— Анхен, ты прочла мою челобитную?
— Нет.
— Я так и думал: Волынский тебе дороже меня.
— Друг мой, да нет никого ближе тебя и роднее…
— Это все слова. Но если раньше я просил суда над Волынским, то теперь прошу казни… Вот, выбирай!
Он положил перед ней две бумаги.
Это были черновики указов государственных о казни.
В первом указе перечислялись все вины Волынского — со слов Бирона! — и Волынский присуждался к смерти.
Во втором указе перечислялись все вины Бирона — со слов Волынского! — и Бирон присуждался к смерти…
— Дело за топором, — сказал герцог. — В воле вашего величества подписать любой из этих указов. Я уже говорил вам в прошлое свидание, что… я или Волынский!
Шлейф плаща герцога, словно хвост змеи, вильнул в дверях и скрылся за ними. Послышался шаг Бирона — шаг четкий, мужественный, удаляющийся от нее. Анна Иоанновна растерялась:
— Воротите его! Скороходы, бегите за ним…
Разбрызгивая лужи весенние, скороходы нагнали герцога.
Бирон вернулся и рухнул перед Анной на колени:
— Я, наверное, не прав.
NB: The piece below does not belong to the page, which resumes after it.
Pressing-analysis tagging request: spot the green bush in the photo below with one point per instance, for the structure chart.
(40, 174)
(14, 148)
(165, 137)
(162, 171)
Но я собрался уехать.
— Куда? Опять в Мигаву?
— Нет. Дальше — в Силезию…
Бирон упал головой в колени царицы. Умри сейчас она — и надо ждать перемен. Волынский может взлететь еще выше, а тогда голова герцога первой покатится с эшафота. Потому-то Волынского надо уничтожить как можно скорее. Пока имератрица еще жива!..
Рука Остермана, хилая и немощная, направляла руку герцога. А рука Бирона, грубая и волосатая, двигала к чернильнице с пером пухлую руку Анны Иоанновны…
— Гей, гей, гей! Волынского — за Неву, в крепость!
Но по Неве поплыли, грохоча и сталкиваясь, громадные льдины. Временно Волынского и прочих поместили в крепости Адмиралтейской, где пытошных застенков не было. Ждали, когда пройдет лед, чтобы везти их за Неву… Именно там жили мастера пытошного дела.
Ванька Топильский сообщил радостно:
— Опять бумажки попросил. Я ему свечку и чернила в камеру велел подать…
Пишет! Еще как пишет-то!
Кубанец писал, каждый донос начиная словами: «Еще вспамятовал и всеподданнейше доношу…» По столице ездили черные возки, арестовывая людей. Дело Волынского и его конфидентов отобрали от судей Комиссии и передали его в Тайную канцелярию.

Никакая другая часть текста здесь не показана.